One point there is that, while Java doesn’t allow relative paths in import statements, that’s possibly because they wouldn’t even make sense because Java packages don’t nest. They do have hierarchical-looking names, but that’s just a convention- import a.* only imports classes from package a, not other packages. a.b isn’t actually part of a.

I suspect this also has a large impact on the level of confusion, and probably in a good way. It translates to Rust as an inability to write mod foo; fn f() { foo::bar() }, which might lessen the instinct to write relative paths in use statements altogether.

I don’t really see a way to get there backwards compatibly, though, and it would probably be rather annoying with current idiomatic module structures.

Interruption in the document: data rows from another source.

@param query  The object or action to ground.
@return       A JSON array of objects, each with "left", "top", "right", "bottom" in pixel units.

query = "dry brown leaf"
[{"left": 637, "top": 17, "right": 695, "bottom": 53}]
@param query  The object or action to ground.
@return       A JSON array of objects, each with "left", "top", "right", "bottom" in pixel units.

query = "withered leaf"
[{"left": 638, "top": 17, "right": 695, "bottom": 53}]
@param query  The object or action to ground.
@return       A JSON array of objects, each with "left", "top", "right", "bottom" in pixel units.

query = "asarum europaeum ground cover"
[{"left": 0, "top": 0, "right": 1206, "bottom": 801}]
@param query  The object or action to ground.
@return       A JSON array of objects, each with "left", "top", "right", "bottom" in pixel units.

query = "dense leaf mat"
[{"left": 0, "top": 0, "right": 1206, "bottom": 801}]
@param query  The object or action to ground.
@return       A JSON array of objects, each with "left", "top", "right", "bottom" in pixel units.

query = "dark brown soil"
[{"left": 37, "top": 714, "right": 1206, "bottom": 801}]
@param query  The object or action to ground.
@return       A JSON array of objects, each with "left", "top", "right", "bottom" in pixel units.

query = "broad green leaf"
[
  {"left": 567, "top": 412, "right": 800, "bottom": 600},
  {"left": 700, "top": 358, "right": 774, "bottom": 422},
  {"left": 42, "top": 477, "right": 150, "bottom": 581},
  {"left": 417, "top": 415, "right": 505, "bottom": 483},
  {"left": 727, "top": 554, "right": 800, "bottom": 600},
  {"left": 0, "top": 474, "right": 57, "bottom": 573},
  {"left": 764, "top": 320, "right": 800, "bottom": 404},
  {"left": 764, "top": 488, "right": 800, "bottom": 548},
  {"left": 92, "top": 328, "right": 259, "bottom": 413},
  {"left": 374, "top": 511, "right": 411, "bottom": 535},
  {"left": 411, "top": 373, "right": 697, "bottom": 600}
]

Just an aspect of Java’s design that makes for an interesting comparison.


What does it mean “all extern crates”? This is an open set.

Thus any reasonable system should work with extern crates in “on demand” way - if we have a name foo in the source code we 1) search this name in the source code somehow (that may include compiler’s commandline) and if that search failed, then 2) we go into filesystem and search for a crate file named foo.rlib or something.

Btw, if all relative paths can fallback to extern crates, then we will have to search filesystem on every new name FIX: on every new unresolved name, that’s better.


Also, scope-relative paths (this includes prelude and primitive types like u8, but also e.g. local variables) and module-relative paths (to the current module, or some other module) are very different things.

So far scope relative resolution didn’t interact with use resolution in any way, use is module-relative “by definition” so far and only names “rooted” in some module may interact with import resolution.

(To clarify, prelude names are *not* rooted in every module and thus can’t be used, so we can’t reuse this existing mechanism.)


Ah, I’ve completely forgotten that rustc has a “search path” concept :angry: ! Is it really required for anything besides the sysroot stuff though :slight_smile: ?

Can we inject only crates, passed via compiler flags, the standard library facade crates and remove the search path concept from the public api of rustc?